“Lidia Macchi, nel mirino un uomo sposato”

Rivelazioni della trasmissione tv Quarto grado. I magistrati milanesi che hanno preso in carico il fascicolo avrebbero accantonato l'ipotesi di un sacerdote

La Procura generale di Milano è convinta che il delitto di Lidia Macchi, avvenuto il 7 gennaio del 1987, sia un “omicidio passionale”. Ma soprattutto le indagini starebbero puntando su un uomo sposato – e non un sacerdote – con cui la ragazza potrebbe aver avuto a suo tempo una relazione. Lo rivela la trasmissione tv “Quarto Grado” che questa sera, venerdì 14 febbraio, si occuperà della vicenda. Che il delitto abbia un movente amoroso è cosa oramai nota, così come è noto che nella borsa della ragazza fu rinvenuta una lettera indirizzata a un amore dalle sembianze incerte(Dio? Una persona reale?). Inoltre, alla famiglia, dopo 4 giorni dal delitto arrivò una lettera anonima “In morte di un’amica” con parole poetiche e appassionate.

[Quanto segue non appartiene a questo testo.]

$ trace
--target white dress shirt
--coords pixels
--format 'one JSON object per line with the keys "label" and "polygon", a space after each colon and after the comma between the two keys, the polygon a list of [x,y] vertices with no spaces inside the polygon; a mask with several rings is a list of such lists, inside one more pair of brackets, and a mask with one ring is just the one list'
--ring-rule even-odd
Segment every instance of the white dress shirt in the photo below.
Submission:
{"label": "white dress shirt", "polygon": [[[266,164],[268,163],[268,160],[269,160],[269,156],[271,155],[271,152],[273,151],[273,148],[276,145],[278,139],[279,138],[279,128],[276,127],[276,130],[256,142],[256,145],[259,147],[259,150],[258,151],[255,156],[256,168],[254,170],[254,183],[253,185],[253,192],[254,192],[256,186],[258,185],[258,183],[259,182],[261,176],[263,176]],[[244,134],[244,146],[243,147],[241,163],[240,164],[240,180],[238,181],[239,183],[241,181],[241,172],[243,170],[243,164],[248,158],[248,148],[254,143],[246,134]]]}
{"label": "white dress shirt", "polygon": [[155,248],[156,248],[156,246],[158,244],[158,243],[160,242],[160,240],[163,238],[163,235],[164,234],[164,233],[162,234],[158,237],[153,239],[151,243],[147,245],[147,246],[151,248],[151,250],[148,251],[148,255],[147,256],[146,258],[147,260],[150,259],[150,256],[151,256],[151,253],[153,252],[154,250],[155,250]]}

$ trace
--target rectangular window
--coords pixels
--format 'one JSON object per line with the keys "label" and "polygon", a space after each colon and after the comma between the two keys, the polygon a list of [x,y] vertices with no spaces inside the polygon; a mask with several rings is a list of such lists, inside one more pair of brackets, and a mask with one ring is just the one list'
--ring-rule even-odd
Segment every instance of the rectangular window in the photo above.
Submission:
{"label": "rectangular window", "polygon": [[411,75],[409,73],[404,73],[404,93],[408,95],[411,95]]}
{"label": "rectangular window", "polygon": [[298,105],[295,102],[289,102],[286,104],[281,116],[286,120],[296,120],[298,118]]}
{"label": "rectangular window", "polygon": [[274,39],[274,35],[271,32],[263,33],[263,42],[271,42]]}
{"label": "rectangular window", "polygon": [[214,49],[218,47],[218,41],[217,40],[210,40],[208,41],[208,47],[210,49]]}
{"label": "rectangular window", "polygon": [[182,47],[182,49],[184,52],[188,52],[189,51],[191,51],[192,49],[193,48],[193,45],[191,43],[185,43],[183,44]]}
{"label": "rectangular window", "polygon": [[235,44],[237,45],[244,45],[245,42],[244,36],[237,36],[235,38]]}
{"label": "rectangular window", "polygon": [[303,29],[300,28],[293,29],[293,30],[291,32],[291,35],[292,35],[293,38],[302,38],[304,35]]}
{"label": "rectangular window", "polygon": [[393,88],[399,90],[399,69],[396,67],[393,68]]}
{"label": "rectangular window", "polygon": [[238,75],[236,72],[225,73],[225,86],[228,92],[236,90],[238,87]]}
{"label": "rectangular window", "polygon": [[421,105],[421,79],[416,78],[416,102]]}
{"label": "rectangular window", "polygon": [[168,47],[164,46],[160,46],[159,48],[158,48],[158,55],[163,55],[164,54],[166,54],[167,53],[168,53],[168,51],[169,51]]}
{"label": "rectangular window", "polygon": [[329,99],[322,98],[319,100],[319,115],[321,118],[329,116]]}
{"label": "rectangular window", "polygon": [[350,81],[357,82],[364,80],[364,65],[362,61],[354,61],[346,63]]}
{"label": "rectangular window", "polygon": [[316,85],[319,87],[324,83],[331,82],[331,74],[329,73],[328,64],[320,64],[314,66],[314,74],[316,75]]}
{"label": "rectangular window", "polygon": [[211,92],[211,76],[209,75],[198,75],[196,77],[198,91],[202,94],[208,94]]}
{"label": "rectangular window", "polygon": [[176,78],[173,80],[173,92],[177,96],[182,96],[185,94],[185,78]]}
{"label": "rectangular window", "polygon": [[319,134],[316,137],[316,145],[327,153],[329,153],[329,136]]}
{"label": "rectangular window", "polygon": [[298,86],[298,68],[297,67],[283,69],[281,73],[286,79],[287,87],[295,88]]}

Nella lettera, la giovane scrive: «Ti volevo dire, amore mio, che fuori oggi c’è una pioggerellina fredda, fredda, e che stamattina sono stata a lungo a guardare il cielo grigio sperando che un po’ di grigiore entrasse in me, che una nebbiolina fitta si posasse dentro di me per nascondermi questo cuore».
Lidia prosegue: «Dimmi perché sorridi, perché il tuo sguardo è così dolce e perché io non posso che arrendermi alla realtà, non posso che riconoscere che ci sei… Questo mistero, sai, mi sgomenta e mi ferisce ed io, oggi meno che mai, riesco a fare progetti sul nostro futuro e non so se ci sarà un futuro insieme per noi».
La lettera si conclude con un’invocazione a Dio, ma gli inquirenti sono convinti che sia stata indirizzata a un uomo con cui Lidia aveva intrecciato una relazione difficile.
Nella borsa di Lidia, inoltre, è stata trovata anche una poesia di Cesare Pavese trascritta di proprio pugno («Questa morte che ci accompagna da mattina a sera insonne, sorda, come un vecchio rimorso o un vizio assurdo. Per tutti la vita ha uno sguardo. Verrà la morte e avrà i tuoi occhi…»).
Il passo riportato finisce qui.